China Daily on the U.S. war machine

The United States’ military has a habit. It is in constant need of a fix. And it has repeatedly shown that it will say or do anything, without any shame or qualms, to satisfy its craving. The U.S. already has the most powerful military, yet the U.S. top brass are constantly hyping up external threats to try and get more money for their buzz-giver of choice.

This time, it is Stephen Whiting, head of the U.S. Space Command, who has sounded the alarm over what he perceives as China’s rapid advancement in space technology, warning of the potential threats he alleges it poses to U.S. interests in outer space.

Speaking before the U.S. Senate Armed Services Committee on Thursday, Whiting set off a siren about China’s “breathtaking” progress in military space technology and counterspace capabilities, which he claimed are aimed at denying the U.S. and its allies access to space assets when necessary.

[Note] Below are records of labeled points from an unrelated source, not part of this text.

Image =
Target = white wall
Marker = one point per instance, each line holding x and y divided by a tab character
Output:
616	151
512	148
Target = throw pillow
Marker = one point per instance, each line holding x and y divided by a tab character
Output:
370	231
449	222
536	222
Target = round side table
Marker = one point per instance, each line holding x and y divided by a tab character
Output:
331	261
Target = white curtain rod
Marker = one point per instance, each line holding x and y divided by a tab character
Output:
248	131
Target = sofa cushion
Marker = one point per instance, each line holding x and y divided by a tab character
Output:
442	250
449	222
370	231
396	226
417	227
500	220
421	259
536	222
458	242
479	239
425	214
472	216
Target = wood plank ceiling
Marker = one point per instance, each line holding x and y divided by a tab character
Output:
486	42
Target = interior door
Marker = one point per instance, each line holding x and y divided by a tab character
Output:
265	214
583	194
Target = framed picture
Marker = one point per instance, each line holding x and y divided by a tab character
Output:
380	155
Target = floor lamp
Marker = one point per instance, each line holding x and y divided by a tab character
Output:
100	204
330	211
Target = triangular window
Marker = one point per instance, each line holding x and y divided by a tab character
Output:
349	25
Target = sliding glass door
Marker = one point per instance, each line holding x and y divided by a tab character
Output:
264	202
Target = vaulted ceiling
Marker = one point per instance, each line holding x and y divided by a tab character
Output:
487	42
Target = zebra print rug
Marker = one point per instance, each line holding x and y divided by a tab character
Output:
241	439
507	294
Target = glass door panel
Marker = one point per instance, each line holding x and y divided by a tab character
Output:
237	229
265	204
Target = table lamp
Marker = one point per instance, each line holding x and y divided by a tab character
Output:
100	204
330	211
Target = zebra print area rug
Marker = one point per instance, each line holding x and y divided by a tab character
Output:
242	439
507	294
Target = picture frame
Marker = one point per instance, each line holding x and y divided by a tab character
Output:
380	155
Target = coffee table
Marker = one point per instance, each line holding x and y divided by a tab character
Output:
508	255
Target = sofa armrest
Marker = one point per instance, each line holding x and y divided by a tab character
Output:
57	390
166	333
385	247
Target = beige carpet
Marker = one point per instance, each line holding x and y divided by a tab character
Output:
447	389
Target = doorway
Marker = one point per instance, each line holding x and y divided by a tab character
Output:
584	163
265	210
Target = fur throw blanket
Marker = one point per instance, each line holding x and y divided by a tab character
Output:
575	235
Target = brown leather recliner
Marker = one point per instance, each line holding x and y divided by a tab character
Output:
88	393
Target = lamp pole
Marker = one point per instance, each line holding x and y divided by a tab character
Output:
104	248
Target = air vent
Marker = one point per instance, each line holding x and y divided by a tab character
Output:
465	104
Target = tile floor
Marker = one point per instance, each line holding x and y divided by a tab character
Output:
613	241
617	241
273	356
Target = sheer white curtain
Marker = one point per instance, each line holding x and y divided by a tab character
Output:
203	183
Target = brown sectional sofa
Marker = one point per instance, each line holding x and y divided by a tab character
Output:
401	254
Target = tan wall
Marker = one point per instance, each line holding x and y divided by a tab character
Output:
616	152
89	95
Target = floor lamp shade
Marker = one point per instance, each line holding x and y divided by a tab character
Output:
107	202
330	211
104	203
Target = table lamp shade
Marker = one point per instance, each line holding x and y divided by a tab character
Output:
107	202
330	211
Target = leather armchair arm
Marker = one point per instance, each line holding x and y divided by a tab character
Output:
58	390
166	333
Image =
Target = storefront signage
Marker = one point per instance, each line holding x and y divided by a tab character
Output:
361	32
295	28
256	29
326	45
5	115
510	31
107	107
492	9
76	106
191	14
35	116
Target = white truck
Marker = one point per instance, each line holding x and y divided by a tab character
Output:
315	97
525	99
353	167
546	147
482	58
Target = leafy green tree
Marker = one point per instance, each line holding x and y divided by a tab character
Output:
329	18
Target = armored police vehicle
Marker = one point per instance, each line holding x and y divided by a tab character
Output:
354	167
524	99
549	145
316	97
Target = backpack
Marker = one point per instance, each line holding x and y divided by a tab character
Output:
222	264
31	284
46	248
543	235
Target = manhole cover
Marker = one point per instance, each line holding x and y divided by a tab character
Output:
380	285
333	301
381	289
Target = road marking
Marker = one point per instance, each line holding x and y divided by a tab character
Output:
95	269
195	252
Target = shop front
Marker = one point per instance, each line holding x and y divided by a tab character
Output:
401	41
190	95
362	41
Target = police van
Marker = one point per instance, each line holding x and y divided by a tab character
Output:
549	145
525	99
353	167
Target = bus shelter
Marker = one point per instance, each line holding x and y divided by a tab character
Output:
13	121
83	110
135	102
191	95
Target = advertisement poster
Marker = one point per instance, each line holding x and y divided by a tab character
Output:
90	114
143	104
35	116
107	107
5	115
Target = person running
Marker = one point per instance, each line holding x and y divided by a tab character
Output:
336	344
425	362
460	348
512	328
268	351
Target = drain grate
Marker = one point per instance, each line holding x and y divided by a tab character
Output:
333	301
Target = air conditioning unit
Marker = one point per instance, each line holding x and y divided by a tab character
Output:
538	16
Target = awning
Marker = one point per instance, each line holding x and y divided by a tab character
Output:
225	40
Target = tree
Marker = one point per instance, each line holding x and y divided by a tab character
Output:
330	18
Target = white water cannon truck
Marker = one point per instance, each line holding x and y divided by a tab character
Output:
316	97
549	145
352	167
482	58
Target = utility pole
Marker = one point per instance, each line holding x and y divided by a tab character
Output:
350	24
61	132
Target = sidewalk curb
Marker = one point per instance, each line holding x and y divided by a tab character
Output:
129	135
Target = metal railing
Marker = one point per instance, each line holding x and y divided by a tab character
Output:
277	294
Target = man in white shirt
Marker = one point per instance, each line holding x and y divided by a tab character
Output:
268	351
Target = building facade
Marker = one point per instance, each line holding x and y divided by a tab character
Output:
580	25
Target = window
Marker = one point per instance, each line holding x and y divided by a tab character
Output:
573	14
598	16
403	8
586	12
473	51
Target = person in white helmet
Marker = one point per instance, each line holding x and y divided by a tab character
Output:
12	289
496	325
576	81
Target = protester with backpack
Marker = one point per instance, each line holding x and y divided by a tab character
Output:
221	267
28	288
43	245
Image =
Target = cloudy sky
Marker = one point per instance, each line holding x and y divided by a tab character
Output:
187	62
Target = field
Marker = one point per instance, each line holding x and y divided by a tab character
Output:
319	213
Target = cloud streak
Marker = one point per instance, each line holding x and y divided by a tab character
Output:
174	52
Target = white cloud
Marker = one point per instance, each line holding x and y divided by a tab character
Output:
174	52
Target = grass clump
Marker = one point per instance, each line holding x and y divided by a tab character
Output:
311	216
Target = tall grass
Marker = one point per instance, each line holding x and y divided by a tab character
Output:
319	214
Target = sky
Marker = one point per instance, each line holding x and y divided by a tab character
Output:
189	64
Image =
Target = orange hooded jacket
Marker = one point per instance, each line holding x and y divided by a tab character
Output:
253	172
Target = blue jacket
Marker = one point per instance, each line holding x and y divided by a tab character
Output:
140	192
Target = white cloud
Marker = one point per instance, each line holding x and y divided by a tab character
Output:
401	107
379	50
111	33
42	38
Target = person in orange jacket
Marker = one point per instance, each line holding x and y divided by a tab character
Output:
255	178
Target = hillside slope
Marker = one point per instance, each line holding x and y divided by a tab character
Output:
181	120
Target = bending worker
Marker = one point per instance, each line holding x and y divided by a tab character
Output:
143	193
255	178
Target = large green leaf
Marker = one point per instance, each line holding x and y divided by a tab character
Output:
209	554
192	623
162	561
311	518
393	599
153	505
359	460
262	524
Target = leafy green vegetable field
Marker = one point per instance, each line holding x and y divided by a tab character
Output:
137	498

By 2030, he cautioned lawmakers, China will have reached “world-class status in all but a few space technology areas”.

Whiting didn’t bother to hide the addiction motivating such scaremongering, claiming there was “an urgency for our Command to advocate for delivery of new space capabilities and capacity to retain an enduring competitive advantage” in the space domain.

His playing up of a military threat from China was echoed at the same event by Anthony Cotton, head of the U.S. Strategic Command. The purpose of their hustling, as was evident, was to get cash, and lots of it, in order to modernize the U.S. nuclear triad capabilities, that is its ability to strike from the land, sea and air, a mammoth project expected to ultimately cost $1.5 trillion over the next 30 years. Their unfounded scaremongering was a textbook U.S. military hustle that played to the gallery of their sponsors’ bias. Their pantomime portrayal of China as the villain of their story is risible because contrary to their money-tapping tall tales, no country has posed a more serious threat to other countries’ security in space than the U.S.

The country has in recent years taken significant actions — such as establishing the U.S. Space Force as a new military wing and setting up the U.S. Space Command as a unified combatant command — to accelerate its militarization of space. It is also actively deploying offensive weapons in space and conducting military exercises and technical experiments there. Such moves undermine world peace and stability and risk triggering an arms race in space.

Belying their budget-badgering scare stories, China has advocated the peaceful use of space and opposed a space arms race. It has called on countries to work together to build a community of shared future in space and to carry out in-depth exchanges and cooperation for the mutually beneficial utilization of outer space. It has actively promoted talks on an arms-control treaty on outer space, and cosponsored related United Nations General Assembly resolutions such as No First Placement of Weapons in Outer Space and Prevention of an Arms Race in Outer Space. Facts show that China has remained a stabilizing force, rather than a threat as claimed by the U.S., and it is the leading advocate for cooperative space utilization and exploration for the common security and well-being of humankind.

The U.S. should abandon its Cold War mentality, follow the trend of the times, and join China and other countries in the efforts to preserve space as a global commons, where all countries share broad common interests. Space should be an exciting new frontier for cooperation rather than a battlefield for falsely fear-fueled confrontation.